Die andere Bank war leer. Irgendwie erleichterte sie das. Sie setzte sich, um in stiller Freude das Schauspiel dieses Morgens zu genießen. Diesmal war volle Flut und das gesamte Watt lag unter einer gleichmäßigen, kaum bewegten, hellgrauen Wasserfläche, über die der Wind großzügige, verspielte Muster warf. Hier und da schäumten winzige Schaumkronen auf der grauen Weite. Nirgends schimmerte der Boden durch, an keiner Stelle sah man etwas anderes als Wasser. Und dennoch herrschte über dieser großen Fläche die gleiche Ruhe und Stille, die auch sonst über dem Watt gelegen hatte. Heike zuckte von dem unerwarteten Geräusch zusammen, als sie aus Versehen gegen einen Stein stieß, der neben ihrer Bank lag. Sie lauschte in die Stille der Wattlandschaft hinein. Wie gestern flog ein Paar Vögel mit weit ausladenden Schwingen in großem Bogen über das Watt und nahm ihre Gedanken mit.

Allmählich riss die Wolkendecke wirklich auf und ließ an mehreren Stellen blauen Himmel sehen. Und dann brach die Sonne plötzlich durch und schüttete eine handvoll dicker Lichtbündel wie Scheinwerferstrahlen über das graue Vlies, das vor ihr ausgebreitet lag. Sie war so verzückt bei diesem bizarren Anblick, dass sie den Mann erst bemerkte, als er schon auf der Höhe ihrer Bank an ihr vorbei ging. Er sah sie lächelnd an wie eine alte Bekannte, ging aber weiter bis zur nächsten Bank und setzte sich auch.
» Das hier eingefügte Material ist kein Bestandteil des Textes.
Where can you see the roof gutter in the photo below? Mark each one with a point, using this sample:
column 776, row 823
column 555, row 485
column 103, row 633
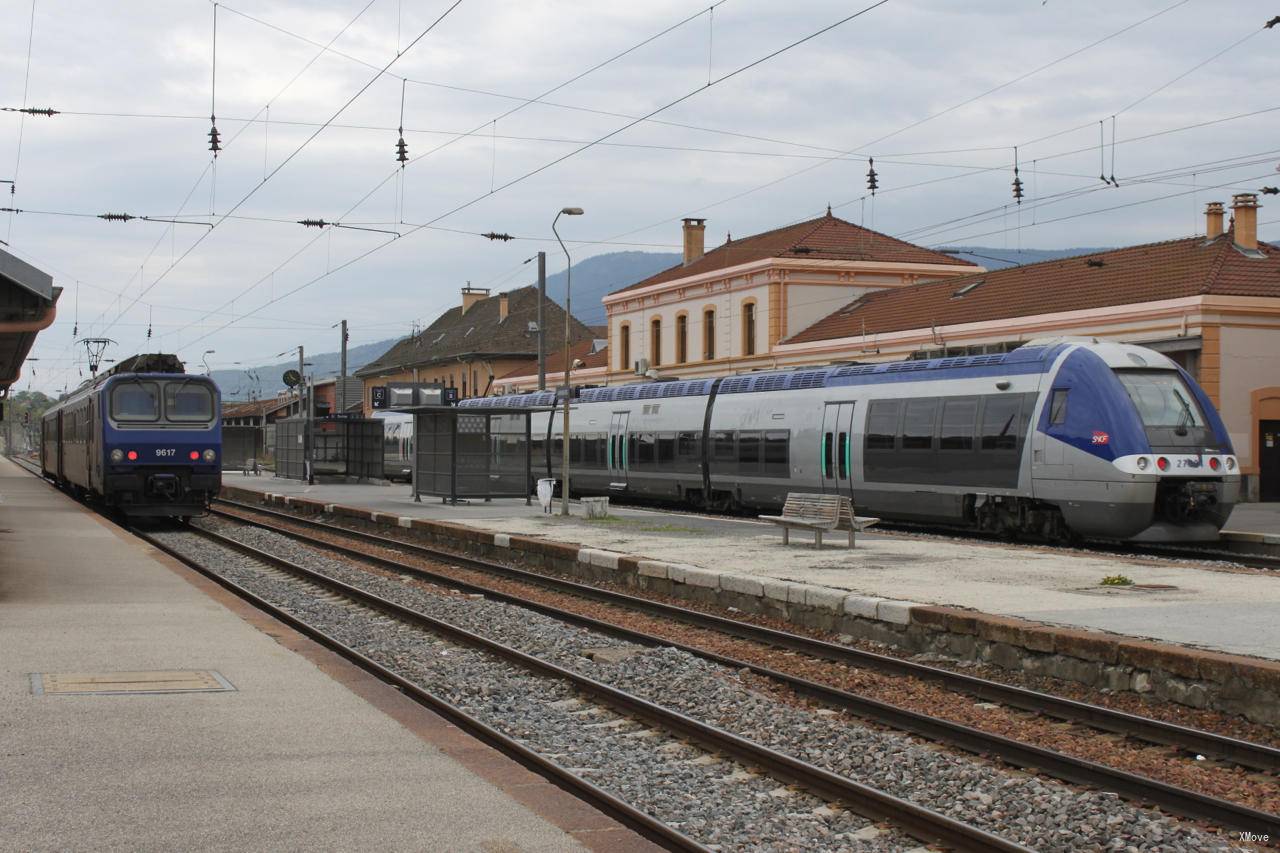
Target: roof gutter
column 26, row 332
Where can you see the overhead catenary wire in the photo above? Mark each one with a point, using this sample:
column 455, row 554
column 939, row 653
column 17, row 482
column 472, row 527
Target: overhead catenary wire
column 511, row 112
column 22, row 119
column 553, row 163
column 296, row 151
column 209, row 164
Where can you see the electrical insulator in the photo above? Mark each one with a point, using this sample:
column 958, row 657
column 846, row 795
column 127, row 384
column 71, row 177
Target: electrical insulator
column 402, row 150
column 215, row 140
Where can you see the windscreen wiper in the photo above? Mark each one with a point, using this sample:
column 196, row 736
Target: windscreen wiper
column 1187, row 418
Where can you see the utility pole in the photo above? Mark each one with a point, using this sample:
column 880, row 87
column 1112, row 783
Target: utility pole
column 565, row 432
column 542, row 325
column 342, row 372
column 305, row 400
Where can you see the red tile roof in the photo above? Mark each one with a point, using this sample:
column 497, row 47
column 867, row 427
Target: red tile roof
column 1166, row 270
column 826, row 237
column 556, row 361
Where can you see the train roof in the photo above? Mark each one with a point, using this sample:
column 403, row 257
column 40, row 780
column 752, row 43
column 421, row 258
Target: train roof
column 1033, row 357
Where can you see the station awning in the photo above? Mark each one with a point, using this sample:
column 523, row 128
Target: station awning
column 27, row 305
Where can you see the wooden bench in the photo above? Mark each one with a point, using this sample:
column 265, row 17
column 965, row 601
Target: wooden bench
column 817, row 512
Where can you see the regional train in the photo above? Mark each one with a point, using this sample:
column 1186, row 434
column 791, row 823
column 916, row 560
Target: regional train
column 1059, row 439
column 144, row 438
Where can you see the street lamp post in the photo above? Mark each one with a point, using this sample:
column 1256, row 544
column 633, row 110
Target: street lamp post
column 568, row 269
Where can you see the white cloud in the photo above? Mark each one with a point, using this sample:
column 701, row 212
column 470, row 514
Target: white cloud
column 868, row 78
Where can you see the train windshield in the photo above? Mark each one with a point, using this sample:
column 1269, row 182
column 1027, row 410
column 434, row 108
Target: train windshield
column 188, row 401
column 1170, row 414
column 136, row 401
column 1162, row 398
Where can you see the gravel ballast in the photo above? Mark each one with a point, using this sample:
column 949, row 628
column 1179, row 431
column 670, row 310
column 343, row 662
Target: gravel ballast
column 716, row 801
column 1032, row 811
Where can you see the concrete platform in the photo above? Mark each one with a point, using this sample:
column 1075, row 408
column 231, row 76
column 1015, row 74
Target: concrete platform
column 307, row 752
column 1228, row 611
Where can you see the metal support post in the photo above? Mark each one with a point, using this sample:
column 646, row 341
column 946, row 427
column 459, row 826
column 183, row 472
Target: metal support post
column 542, row 324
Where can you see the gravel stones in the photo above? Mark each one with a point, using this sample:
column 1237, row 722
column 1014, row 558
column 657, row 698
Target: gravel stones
column 1034, row 812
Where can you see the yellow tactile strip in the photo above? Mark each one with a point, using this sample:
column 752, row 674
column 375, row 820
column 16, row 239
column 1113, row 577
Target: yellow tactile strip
column 124, row 683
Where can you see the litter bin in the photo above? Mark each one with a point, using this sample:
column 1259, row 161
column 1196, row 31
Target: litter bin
column 597, row 507
column 545, row 489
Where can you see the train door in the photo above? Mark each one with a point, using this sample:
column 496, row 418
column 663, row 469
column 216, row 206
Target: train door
column 617, row 450
column 836, row 448
column 1269, row 460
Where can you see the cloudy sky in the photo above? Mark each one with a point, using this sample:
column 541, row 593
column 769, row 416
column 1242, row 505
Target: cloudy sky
column 938, row 92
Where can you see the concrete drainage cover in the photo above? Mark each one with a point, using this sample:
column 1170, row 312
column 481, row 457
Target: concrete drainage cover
column 127, row 683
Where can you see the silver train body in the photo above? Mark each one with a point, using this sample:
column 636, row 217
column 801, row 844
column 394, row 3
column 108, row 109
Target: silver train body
column 397, row 445
column 1060, row 439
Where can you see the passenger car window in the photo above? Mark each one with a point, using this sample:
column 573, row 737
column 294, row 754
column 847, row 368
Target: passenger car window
column 918, row 424
column 136, row 401
column 882, row 424
column 1000, row 427
column 188, row 401
column 1057, row 407
column 958, row 423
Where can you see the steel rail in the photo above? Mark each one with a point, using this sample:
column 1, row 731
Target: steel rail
column 1063, row 766
column 917, row 821
column 1242, row 752
column 620, row 810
Sein Lächeln überwältigte Heike genau so wie das plötzliche Aufleuchten der Sonnenstrahlen kurz vorher. Sie hatte auf einmal das Gefühl, einem Zauber ausgesetzt zu sein. Sie saß da, als warte sie auf etwas. Aber es geschah nichts weiter.

Sie blickte weiter auf das sonnenbeschienen Watt, aber sie sah es nicht mehr wirklich. Sie hockte noch ein paar Minuten da, dann hielt sie es nicht mehr aus. Sie stand auf. Sie wagte es, flüchtig zur anderen Bank hinzusehen. Aber der junge Mann saß unbewegt da und starrte aufs Watt, ohne sie zu beachten. Sie ging still fort.

„Was ist mit dir los?“, wollten die Freundinnen wissen, als sie zurückkam. „Was machst du da immer im Watt? Triffst du dich etwa wirklich mit jemandem?“ Sie schwieg. Jetzt war das kein Witz mehr. Ihre Gedanken und Gefühle kreisten um diesen fremden Menschen. Sie konnte es nicht verheimlichen und nicht verhindern. Sie ging ins Bad, weil sie fühlte, dass ihr Gesicht rot angelaufen war.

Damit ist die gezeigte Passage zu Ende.